What I like most about The Shape of the Eye is that Estriech manages to weave the main narrative of Laura’s birth, heart surgery and other struggles to live, with his own identities—Japanese mother, Jewish father, stay-at-home father, husband, writer/poet, builder of furniture and other home improvement projects. But all of these intertwined stories are teased apart in places—like the brainy bespectacled Piggy—revealing the science and history behind Down Syndrome. Estreich is also a new and improved version of the scientist, bringing both wry humor and a poet’s exquisite sensitivity to the meaning and metaphor within ‘hard facts.’. A lasting image I have from this book is his description of a pediatric heart surgery parent education pamphlet complete with a diapered anatomically drawn heart. I’ve seen those pamphlets and I’ve used some with patients even though I knew they were ludicrous. The things we do in the service of health care… As I read, I kept thinking of the work of the Australian medical sociologist Deborah Lupton (Medicine as Culture) and her discourse analysis of health education messages. In The Shape of the Eye Estriech essentially ‘does’ discourse analysis—Mongoloid Idiocy, the Simian Crease, Mental Retardation, etc—but in a nonacademic and much more accessible way.

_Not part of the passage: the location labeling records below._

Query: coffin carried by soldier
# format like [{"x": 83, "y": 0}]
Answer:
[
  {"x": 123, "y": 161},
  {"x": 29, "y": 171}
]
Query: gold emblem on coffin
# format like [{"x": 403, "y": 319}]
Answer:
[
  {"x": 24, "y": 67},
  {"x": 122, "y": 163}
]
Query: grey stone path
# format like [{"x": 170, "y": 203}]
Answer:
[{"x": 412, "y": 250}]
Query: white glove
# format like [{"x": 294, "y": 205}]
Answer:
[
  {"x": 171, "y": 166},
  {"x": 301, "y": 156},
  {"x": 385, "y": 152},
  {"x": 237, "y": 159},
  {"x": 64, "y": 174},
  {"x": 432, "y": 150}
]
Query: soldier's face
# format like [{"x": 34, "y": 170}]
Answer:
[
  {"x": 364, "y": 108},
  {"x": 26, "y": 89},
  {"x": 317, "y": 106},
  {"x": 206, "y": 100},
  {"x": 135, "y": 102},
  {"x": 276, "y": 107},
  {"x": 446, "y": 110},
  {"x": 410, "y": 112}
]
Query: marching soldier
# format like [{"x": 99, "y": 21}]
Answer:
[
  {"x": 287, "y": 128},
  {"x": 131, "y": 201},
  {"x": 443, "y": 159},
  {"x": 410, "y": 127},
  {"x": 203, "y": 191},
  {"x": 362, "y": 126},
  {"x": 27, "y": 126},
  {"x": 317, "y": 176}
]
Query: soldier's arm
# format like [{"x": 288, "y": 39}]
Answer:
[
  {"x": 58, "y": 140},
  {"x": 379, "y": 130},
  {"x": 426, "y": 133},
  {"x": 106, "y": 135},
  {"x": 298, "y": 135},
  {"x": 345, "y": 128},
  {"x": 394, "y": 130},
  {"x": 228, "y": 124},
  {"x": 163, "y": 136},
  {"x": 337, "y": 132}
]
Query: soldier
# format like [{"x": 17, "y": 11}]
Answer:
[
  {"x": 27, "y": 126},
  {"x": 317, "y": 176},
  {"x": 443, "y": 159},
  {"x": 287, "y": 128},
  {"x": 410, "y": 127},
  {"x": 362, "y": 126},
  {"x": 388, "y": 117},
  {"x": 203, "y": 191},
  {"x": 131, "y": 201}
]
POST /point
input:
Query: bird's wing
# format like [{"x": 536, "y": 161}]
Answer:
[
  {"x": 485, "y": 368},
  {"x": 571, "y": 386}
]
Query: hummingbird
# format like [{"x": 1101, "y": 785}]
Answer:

As an academic, I can see Verghese’s point about how The Shape of the Eye is destined to be studied in medical humanities courses. And in disability studies. And in psych/mental health. And in special education.  And in all our other strange academic divisions. But mostly I see The Shape of the Eye being savored—like Estreich does for Laura as a person—just for itself.

Postscript: I had the pleasure today of attending George Estreich’s reading of The Shape of the Eye at Elliott Bay Book Company here in Seattle. As you can imagine from reading any of Estreich’s writing, in person he is witty, wry and humble, and just a pleasure to be around—one of those people who gives energy and doesn’t suck it out from the world around him. As was fitting for today, the tenth anniversary of 9/11, he read one of his poems echoing images of post-9/11 Manhattan. But one of my favorite of his poems in Textbook Illustrations of the Human Body is“Codes.” Referring to an interaction with his mother (also a writer), he writes:

“But a life of writing/is not necessarily happy.

Be careful, she says. Chores can interfere with your work.